Selon la méthode de Saint Augustin, en présence d'une contradiction, il faut chercher un sens spirituel supérieur qui donne sens à ce verset un peu provoquant. Provoquer, c'est précisément appeler les hommes et les mettre devant leur propre vocation, et c'est bien ce que fait Jésus ici. Or, si un individu fait obstacle à cette vocation de manière claire, au point qu'il empêche ouvertement sa réalisation effective, Jésus demande de faire un choix radical. Ce verset n'est pas à prendre comme une règle formelle qui nous commanderait de quitter nos proches même s'ils ne sont pas d'accord, mais comme une possibilité ultime de la vie chrétienne, qui peut à tout moment exiger jusqu'au sacrifice si une situation critique se présente. Le Christ demande de ne pas se trouver d'excuses toutes faites pour Le mettre de côté, et c'est bien ce que dit la parabole du festin qui précède immédiatement ce passage : mon travail, ma carrière, ma famille, mes loisirs, etc., me font dire "pas tout de suite", "plus tard", "je suis pris", jusqu'au jour où la mort arrive et ne laisse plus de possibilité d'accomplir sa vocation. Saint Grégoire le Grand poursuit ainsi sur ce problème : "[i]Mais comment cette haine pour notre propre vie doit-elle se manifester? Le voici: «Et celui qui ne porte pas sa croix», etc. Il ne veut pas dire que nous devions porter sur nos épaules une croix de bois, mais que nous devons avoir la mort toujours présente à nos yeux, comme saint Paul qui mourait tous les jours ( 1Co 15,31 ), et qui méprisait la mort[/i]. ". Avoir la mort sous les yeux pour rendre vive la vocation de chacun, sans pour autant adorer cette mort, mais bien au contraire en la méprisant, voilà ce que semble signifier, selon la tradition, ce verset sur la "haine" de sa propre vie. Rien de morbide, mais plutôt de la lucidité et de la vigilance. Il est demandé de haïr une vie médiocre sans profondeur, une vie simplement pour soi et sans vocation qui la dépasse, et la conscience de sa propre mortalité permet de situer les choses avec justesse.
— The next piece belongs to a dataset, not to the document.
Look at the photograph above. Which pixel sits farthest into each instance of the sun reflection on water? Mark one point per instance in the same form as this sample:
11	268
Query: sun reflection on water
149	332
Pour ce qui est de la haine des autres (mon père, ma femme, etc.), je pencherais pour quelque chose de similaire à votre réponse : ne pas haïr son prochain, bien évidemment, ne pas le rejeter, tout aussi évidemment, mais haïr en lui ce qui peut, dans une situation de crise, faire obstacle au royaume de Dieu, qu'il faut rechercher avant toute chose. Ce n'est que justice quand cela est appliqué à soi-même : haïr en soi ce qui est récalcitrant à la charité, mépriser en son âme ce qui est vil, ce qui est la meilleure manière de s'élever et de s'aimer soi-même pour de bonnes raisons. Il en est de même avec nos proches : écarter ce qui entrave notre vocation, mépriser ce qui est bas, seule manière de les aimer vraiment : "[i]Le Seigneur ne veut, ni que nous méconnaissions les droits de la nature, ni que nous en soyons esclaves; nous devons leur accorder assez pour honorer l'auteur de la nature, mais ne jamais nous séparer de Dieu par amour pour nos parents[/i]" (Saint Ambroise). Les liens naturels, et donc nos proches, ont des droits naturels parfaitement légitime qu'il faut honorer, mais ces droits naturels, s'ils sont utilisée de manière tyrannique pour nous rendre esclaves, doivent être remis en question. c'est une question de discernement : accomplir son devoir librement, et jamais devenir esclave d'un être humain quel qu'il soit. Saint Grégoire le Grand complète : "[i]d'un côté, aimer ceux qui nous sont unis par les liens du sang et que nous reconnaissons pour nos proches; de l'autre, haïr et éviter ceux qui se déclarent contre nous dans la voie de Dieu, car en refusant d'écouter les mauvaises suggestions des hommes charnels, nous les aimons jusque dans notre haine[/i]".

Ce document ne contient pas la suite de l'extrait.